Hard apple cider was the alcoholic drink of choice in America for over 200 years. Beer & wine were almost unknown in the colonies, as barley and hops didn't grow well in New England, but apple trees thrived in the New England climate.
In the 1700's in Maine, as elsewhere in New England, nearly every citizen was a farmer, and virtually every farm had a small orchard. A 1767 survey in Massachusetts found that hard cider consumption averaged 35 gallons per citizen, including children (who drank a weakened version called ciderkin). If you scaled that to today, it would equal more than 10 billion gallons of cider produced in America...more than 100x the size of today's cider market, and twice the size of the beer market.
There are endless stories of the importance of cider to colonial Americans, from John Adams, who drank a tankard each morning with breakfast, to George Washington, who plied voters with hard cider to win his first election to the Virginia House of Burgesses, to William Henry Harrison, who used the slogan "Log Cabin & Hard Cider" to connect with rural voters en route to winning the presidential election of 1840.
In Albion, Maine, where Freedom's Edge has its orchard, there was once a narrow gauge railroad that ran from the center of town down to Wiscasset, along the coast, where local farmers could ship their apples to market in Boston and New York, as well as across the sea to London.
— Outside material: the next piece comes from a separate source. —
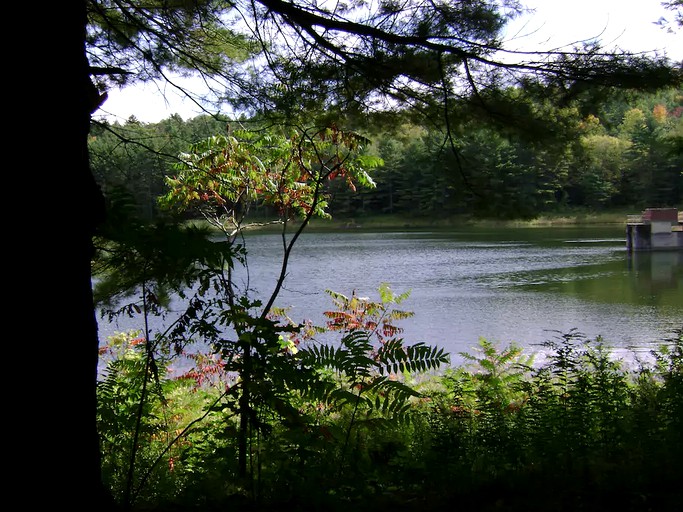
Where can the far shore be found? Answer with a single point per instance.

John Bunker, the great apple historian, notes that in 1849 nearly 2/3 of the families in neighboring Palermo, Maine sold apples, making them the most valuable crop in town. And the remaining families grew apples as well, they just kept them on the farm and ate (or mostly drank) them locally. As late as the 1870's, more than 1/10th of the farms in the state had their own cider press, and one of the social highlights of the fall was when farmers gathered to press their apples before they barreled their cider to ferment in their cellars over the winter.
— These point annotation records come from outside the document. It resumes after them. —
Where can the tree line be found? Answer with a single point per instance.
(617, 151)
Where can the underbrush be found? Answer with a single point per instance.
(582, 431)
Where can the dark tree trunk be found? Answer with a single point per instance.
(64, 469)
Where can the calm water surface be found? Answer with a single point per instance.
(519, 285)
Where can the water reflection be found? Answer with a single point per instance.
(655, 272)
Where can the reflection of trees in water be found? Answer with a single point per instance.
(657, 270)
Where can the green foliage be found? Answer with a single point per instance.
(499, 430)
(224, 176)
Sometime beginning in the 1840's or 50's, beer began to surpass cider in America. Partly it reflects the migration from farms to cities that gathered pace in the years following the civil war, and new immigrants from central Europe who brought with them traditions of beer brewing. The temperance movement played a part as well. Many cider orchards were destroyed during prohibition, and by the time the ban was lifted, beer displaced cider almost completely. By the 1960's, while there was still some home made cider being enjoyed in some rural parts of Maine and New England, the commercial market for cider totaled scarcely 200,000 gallons per year, compared to nearly 100 million gallons a century before.
In recent years, cider has begun to make a comeback in Maine and elsewhere. Long forgotten cider apple varietals such as Harrison and Kingston Black and Northern Spy and Newtown Pippin have been rediscovered and replanted. As more folks become interested in simpler, more wholesome foods made from locally sourced ingredients, cider is gaining in popularity. There have been a few commercially successful ciders which are much sweeter than traditional ciders, but slowly and surely consumers are finding their way back to the real thing.
Apples grow well in many parts of America, but many observers believe that nowhere do they thrive as well as in Maine. To this day, drive down nearly any country road in the middle of the state in the fall, and you'll find apple trees dotting the roadside. Sometimes they are planted, but more often they grow by chance...either from an apple core thrown out the window of a passing vehicle, or else courtesy of the digestive tract of a wandering deer. No one quite knows why apples like the Maine climate so much, but there is one theory that we like:
Apples came west to Europe (and eventually to America) by way of travels along the Silk Road, which was a series of trading routes extending from southern Europe and the Middle East all the way across to central and east Asia during the Middle Ages. One stop along the route was Almaty, in modern day Kazakhstan. Almaty means, literally, "Father of Apples," and it is the birthplace of Malus sieversii, the species which is the parent of all modern apples. Almaty is at the 44th latitude, as is Albion, Maine, and the two have very similar climates...harsh winters, wet springs, mild summers. Perhaps the apple recognizes Maine as its home away from home?